Primary Submission Category: Heterogeneous Treatment Effects

Detecting Treatment Effect Disparities at Scale

Authors: Winston Chou, Nathan Kallus, Danielle Rich, William Nelson,

Presenting Author: Winston Chou*

Experimentation and causal inference increasingly drive innovation on digital platforms. Often, causal analyses focus on Average Treatment Effects (ATEs), which summarize the impact of a new product innovation across the user population. Yet, there is a growing recognition that such averages do not capture the full picture: ATEs can be dragged up or driven down by small user segments with a disproportionate reaction to the innovation, a positive ATE does not imply that a majority of members benefit from the treatment, and a null or statistically insignificant estimate of the ATE is not inconsistent with polarizing effects that lift metrics for some members and depress them for others.

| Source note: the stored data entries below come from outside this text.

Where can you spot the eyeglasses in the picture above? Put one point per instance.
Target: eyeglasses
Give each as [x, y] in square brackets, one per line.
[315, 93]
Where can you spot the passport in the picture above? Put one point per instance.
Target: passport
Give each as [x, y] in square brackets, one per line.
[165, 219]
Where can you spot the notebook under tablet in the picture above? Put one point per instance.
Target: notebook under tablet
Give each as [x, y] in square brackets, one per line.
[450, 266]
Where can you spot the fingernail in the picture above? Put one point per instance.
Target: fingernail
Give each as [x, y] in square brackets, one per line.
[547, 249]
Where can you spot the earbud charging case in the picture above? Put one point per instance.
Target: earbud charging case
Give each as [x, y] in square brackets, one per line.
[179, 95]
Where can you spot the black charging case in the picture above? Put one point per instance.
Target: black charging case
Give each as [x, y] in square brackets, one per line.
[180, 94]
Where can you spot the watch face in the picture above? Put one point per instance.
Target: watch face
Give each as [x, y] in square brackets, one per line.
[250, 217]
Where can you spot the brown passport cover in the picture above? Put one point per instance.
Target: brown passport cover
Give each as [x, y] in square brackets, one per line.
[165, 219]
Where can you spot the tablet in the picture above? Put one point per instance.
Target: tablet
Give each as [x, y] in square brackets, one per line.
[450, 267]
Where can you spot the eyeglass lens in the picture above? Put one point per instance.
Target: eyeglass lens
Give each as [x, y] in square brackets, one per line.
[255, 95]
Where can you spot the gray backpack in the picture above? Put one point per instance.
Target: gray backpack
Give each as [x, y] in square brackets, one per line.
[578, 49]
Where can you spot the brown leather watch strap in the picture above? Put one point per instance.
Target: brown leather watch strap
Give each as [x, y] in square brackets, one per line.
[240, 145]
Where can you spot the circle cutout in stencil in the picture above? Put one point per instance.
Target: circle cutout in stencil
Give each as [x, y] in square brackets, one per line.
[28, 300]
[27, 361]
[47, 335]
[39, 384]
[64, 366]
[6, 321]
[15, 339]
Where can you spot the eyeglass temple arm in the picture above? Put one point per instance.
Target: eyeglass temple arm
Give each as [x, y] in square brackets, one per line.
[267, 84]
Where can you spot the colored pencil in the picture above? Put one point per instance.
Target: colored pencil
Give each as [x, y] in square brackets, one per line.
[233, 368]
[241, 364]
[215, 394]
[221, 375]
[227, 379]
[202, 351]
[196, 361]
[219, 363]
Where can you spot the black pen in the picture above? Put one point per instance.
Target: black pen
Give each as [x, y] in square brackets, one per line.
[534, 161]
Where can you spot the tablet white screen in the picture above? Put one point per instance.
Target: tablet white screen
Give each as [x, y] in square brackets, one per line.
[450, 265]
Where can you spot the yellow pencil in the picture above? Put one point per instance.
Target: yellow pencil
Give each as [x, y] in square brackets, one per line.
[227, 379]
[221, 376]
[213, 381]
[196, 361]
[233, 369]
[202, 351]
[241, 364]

In this paper, we describe a methodology, integrated into Netflix’s scaled experimentation platform, for estimating the range of Conditional Average Treatment Effects (CATEs) in an experiment. The bounds of this range correspond substantively to the treatment effects on the best- and worst- affected user segments in the experiment. We term the difference between these bounds the treatment effect disparity. In surfacing this disparity, our method identifies when product innovations have distinct and even polarizing effects on users and highlights opportunities to make product wins more equally distributed.